- Flag Coat of arms
- Coordinates (Borzęcin): 50°4′33″N 20°42′20″E﻿ / ﻿50.07583°N 20.70556°E
- Country: Poland
- Voivodeship: Lesser Poland
- County: Brzesko
- Seat: Borzęcin

Area
- • Total: 102.73 km^{2} (39.66 sq mi)

Population (2006)
- • Total: 8,373
- • Density: 82/km^{2} (210/sq mi)
- Website: http://www.borzecin.pl/

= Gmina Borzęcin =

Gmina Borzęcin is a rural gmina (administrative district) in Brzesko County, Lesser Poland Voivodeship, in southern Poland.
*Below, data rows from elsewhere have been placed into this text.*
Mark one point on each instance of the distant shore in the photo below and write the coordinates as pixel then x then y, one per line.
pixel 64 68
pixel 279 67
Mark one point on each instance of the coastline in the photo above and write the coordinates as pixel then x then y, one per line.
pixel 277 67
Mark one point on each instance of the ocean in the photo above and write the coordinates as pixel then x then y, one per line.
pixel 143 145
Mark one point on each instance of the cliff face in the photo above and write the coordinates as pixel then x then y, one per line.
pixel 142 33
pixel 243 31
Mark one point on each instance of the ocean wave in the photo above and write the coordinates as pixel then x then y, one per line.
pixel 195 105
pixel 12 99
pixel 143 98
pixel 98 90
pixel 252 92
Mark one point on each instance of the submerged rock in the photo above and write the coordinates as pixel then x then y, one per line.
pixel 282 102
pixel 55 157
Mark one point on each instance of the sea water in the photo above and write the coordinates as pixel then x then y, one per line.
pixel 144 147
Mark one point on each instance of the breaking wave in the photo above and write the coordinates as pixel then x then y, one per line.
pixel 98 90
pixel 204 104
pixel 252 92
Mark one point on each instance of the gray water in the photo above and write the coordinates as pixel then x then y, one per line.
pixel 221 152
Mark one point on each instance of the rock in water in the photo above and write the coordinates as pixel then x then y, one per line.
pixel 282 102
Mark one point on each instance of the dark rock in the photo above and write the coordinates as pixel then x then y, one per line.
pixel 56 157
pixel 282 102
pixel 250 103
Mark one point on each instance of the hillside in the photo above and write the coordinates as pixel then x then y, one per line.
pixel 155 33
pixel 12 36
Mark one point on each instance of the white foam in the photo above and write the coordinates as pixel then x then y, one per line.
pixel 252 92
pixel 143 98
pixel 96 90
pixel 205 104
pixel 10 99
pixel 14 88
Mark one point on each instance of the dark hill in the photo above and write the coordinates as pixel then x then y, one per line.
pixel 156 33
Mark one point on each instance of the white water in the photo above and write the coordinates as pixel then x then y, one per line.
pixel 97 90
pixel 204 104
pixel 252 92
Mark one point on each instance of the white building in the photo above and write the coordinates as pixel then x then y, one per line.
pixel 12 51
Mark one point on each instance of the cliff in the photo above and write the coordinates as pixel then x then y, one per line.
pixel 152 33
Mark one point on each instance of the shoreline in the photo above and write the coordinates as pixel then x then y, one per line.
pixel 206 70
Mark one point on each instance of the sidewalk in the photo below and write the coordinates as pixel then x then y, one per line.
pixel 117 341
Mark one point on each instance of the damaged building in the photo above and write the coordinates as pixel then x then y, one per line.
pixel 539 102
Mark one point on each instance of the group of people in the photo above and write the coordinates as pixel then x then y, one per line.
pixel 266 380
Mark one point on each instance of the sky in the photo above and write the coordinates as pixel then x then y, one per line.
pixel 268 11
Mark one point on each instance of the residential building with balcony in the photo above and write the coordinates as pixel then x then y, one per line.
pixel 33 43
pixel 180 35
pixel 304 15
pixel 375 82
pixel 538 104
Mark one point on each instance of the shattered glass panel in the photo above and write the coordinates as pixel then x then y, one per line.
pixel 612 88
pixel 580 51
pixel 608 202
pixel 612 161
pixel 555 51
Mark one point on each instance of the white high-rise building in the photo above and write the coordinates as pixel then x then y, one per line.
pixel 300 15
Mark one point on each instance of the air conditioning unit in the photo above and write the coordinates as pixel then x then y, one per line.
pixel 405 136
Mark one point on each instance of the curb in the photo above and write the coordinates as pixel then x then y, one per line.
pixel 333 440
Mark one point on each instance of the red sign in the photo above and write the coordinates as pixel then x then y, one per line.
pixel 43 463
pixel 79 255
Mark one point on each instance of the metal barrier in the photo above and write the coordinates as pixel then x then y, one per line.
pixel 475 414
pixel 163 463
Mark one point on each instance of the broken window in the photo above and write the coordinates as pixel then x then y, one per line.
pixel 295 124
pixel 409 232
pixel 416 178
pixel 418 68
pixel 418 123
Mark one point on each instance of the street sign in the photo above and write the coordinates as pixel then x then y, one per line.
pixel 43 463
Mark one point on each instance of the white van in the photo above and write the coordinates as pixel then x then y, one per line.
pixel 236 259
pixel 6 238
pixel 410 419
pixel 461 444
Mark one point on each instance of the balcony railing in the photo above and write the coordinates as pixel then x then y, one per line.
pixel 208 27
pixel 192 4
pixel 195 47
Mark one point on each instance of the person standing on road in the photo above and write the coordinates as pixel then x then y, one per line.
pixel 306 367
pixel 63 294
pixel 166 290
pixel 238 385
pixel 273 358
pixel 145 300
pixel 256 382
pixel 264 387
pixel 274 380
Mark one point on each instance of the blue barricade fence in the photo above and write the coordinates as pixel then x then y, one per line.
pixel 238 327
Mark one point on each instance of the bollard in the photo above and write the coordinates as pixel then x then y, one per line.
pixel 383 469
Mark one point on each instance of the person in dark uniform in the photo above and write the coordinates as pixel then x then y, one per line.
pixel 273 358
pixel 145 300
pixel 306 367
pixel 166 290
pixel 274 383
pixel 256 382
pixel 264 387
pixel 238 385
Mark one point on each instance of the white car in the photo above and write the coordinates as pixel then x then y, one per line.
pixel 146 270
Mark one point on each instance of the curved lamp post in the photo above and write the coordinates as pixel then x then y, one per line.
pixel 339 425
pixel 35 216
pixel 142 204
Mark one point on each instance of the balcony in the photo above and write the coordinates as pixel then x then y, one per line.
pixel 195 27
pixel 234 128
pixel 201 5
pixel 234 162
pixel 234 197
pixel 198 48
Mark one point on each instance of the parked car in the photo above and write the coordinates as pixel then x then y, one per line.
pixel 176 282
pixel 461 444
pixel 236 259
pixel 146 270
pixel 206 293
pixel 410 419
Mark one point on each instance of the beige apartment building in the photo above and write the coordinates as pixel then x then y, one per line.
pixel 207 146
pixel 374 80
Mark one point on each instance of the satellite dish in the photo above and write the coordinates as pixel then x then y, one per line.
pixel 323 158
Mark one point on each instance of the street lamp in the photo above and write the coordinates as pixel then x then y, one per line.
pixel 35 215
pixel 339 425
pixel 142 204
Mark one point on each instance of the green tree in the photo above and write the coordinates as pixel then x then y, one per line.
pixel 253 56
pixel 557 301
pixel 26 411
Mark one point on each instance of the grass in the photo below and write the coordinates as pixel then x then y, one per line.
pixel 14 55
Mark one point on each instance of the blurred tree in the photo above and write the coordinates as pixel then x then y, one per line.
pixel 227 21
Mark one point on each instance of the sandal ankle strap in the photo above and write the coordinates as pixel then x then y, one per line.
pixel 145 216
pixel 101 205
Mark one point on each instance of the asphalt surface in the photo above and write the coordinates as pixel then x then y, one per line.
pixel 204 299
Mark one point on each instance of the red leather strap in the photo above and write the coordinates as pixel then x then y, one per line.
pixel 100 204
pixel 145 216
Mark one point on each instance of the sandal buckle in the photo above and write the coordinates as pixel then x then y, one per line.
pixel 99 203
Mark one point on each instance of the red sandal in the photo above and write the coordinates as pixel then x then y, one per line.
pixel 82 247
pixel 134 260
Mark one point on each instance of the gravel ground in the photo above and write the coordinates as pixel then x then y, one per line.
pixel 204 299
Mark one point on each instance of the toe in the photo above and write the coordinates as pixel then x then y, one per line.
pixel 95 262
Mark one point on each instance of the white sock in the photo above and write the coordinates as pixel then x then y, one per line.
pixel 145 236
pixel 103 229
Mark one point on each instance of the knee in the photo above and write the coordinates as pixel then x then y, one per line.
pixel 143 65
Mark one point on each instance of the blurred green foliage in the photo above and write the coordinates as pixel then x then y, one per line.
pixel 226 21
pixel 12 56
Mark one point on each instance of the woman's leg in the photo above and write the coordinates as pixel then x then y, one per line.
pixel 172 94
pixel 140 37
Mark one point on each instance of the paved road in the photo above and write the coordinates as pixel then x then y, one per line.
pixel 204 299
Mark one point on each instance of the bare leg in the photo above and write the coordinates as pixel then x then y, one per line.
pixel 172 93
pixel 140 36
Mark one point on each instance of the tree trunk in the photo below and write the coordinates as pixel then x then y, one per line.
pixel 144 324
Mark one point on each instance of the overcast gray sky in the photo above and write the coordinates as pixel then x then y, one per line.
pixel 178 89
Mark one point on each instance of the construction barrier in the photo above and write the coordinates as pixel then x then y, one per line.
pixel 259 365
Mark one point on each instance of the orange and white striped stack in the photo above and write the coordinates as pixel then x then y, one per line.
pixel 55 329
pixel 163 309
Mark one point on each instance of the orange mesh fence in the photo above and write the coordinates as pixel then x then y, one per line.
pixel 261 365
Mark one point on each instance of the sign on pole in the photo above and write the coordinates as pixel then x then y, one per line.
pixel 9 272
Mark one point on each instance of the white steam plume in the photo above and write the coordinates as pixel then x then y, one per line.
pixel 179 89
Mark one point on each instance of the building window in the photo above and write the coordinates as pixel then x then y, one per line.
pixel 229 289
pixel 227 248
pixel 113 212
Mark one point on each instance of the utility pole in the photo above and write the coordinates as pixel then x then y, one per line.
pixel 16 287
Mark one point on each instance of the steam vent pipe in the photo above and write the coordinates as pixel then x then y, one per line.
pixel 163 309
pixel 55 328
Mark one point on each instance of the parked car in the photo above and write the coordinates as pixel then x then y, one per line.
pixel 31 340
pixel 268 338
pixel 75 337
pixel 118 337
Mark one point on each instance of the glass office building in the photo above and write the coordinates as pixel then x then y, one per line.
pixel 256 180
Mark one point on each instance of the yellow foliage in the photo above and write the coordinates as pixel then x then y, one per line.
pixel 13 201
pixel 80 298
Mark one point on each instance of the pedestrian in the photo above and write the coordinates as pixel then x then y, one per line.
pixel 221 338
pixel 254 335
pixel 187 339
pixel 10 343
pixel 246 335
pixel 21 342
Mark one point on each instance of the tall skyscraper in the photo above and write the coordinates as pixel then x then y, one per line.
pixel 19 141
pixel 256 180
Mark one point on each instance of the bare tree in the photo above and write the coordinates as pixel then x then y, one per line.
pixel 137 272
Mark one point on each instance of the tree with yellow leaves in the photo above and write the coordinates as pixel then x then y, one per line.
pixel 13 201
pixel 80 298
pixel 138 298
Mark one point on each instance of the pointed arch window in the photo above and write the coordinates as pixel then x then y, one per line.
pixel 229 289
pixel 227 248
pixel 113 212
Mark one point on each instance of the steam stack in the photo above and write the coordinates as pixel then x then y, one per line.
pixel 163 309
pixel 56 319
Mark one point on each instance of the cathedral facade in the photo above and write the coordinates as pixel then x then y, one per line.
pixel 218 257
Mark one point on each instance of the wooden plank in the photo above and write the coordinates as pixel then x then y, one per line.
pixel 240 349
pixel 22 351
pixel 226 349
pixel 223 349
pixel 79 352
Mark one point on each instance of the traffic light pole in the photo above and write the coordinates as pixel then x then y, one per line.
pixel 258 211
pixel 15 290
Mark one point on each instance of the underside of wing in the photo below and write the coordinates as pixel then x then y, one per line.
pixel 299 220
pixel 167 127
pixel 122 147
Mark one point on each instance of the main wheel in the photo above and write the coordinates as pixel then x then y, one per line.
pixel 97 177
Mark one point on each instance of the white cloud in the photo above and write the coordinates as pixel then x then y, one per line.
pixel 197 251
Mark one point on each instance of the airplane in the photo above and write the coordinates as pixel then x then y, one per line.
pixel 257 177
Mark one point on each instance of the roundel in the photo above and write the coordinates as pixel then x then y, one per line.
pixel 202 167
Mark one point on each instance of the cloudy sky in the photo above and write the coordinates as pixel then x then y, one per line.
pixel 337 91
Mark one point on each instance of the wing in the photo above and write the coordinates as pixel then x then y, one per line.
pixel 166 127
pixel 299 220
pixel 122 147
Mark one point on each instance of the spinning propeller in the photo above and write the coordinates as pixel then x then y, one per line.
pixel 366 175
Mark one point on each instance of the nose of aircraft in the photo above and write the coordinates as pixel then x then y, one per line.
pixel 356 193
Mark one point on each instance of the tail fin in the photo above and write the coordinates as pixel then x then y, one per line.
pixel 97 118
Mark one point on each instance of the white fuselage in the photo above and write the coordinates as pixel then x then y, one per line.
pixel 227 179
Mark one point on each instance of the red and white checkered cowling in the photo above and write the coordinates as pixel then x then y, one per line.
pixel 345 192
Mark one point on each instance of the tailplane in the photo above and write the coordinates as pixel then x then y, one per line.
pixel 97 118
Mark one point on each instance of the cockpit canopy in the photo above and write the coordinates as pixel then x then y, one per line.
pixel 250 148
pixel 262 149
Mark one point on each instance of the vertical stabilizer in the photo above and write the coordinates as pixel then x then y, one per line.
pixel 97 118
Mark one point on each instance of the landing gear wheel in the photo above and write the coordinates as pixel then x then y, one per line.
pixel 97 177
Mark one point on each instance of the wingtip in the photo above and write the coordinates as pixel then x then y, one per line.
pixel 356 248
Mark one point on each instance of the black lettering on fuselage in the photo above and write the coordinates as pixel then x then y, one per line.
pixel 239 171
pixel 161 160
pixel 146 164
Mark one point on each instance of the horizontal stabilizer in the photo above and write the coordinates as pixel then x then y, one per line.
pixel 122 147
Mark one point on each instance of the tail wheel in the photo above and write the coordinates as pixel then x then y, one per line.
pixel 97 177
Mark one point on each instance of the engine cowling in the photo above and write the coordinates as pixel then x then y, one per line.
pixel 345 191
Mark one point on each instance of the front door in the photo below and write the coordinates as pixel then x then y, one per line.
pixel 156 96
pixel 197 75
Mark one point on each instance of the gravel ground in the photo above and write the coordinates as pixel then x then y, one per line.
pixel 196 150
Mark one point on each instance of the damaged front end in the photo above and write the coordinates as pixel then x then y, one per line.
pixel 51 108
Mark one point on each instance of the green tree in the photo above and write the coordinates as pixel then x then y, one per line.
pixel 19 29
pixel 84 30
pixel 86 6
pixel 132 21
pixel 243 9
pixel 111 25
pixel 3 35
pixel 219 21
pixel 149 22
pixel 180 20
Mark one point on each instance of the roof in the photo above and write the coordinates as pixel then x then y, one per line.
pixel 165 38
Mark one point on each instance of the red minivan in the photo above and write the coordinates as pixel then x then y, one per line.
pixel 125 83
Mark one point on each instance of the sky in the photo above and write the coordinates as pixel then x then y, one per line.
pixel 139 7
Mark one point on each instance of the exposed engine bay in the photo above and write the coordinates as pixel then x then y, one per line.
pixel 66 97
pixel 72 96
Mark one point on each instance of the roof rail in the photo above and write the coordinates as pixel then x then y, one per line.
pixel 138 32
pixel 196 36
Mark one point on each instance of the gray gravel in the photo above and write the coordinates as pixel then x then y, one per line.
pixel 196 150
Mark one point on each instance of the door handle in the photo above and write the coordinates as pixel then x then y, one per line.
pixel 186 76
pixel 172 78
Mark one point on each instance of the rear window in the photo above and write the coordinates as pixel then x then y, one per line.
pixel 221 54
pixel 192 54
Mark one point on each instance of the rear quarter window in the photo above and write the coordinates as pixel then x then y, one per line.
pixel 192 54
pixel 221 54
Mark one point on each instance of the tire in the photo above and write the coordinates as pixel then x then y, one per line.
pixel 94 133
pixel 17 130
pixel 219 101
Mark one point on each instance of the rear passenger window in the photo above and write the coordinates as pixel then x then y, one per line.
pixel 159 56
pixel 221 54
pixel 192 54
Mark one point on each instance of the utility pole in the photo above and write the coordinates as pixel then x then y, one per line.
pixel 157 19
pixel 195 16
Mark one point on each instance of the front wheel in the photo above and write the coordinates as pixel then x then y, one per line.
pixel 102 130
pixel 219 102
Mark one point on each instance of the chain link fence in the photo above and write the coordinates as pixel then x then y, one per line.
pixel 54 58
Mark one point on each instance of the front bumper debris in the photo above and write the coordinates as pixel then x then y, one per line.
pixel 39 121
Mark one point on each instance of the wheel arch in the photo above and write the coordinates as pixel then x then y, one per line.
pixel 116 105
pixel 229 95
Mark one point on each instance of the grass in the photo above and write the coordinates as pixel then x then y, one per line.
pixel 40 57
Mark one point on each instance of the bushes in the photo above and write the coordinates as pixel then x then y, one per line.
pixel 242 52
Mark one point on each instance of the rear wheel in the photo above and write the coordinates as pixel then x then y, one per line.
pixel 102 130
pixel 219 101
Its seat is the village of Borzęcin, which lies approximately 14 km north-east of Brzesko and 55 km east of the regional capital Kraków.

The gmina covers an area of 102.73 km2, and as of 2006 its total population is 8,373.

==Villages==
Gmina Borzęcin contains the villages and settlements of Bielcza, Borzęcin, Jagniówka, Łęki, Przyborów and Waryś.

==Neighbouring gminas==
Gmina Borzęcin is bordered by the gminas of Brzesko, Dębno, Radłów, Szczurowa, Wierzchosławice and Wojnicz.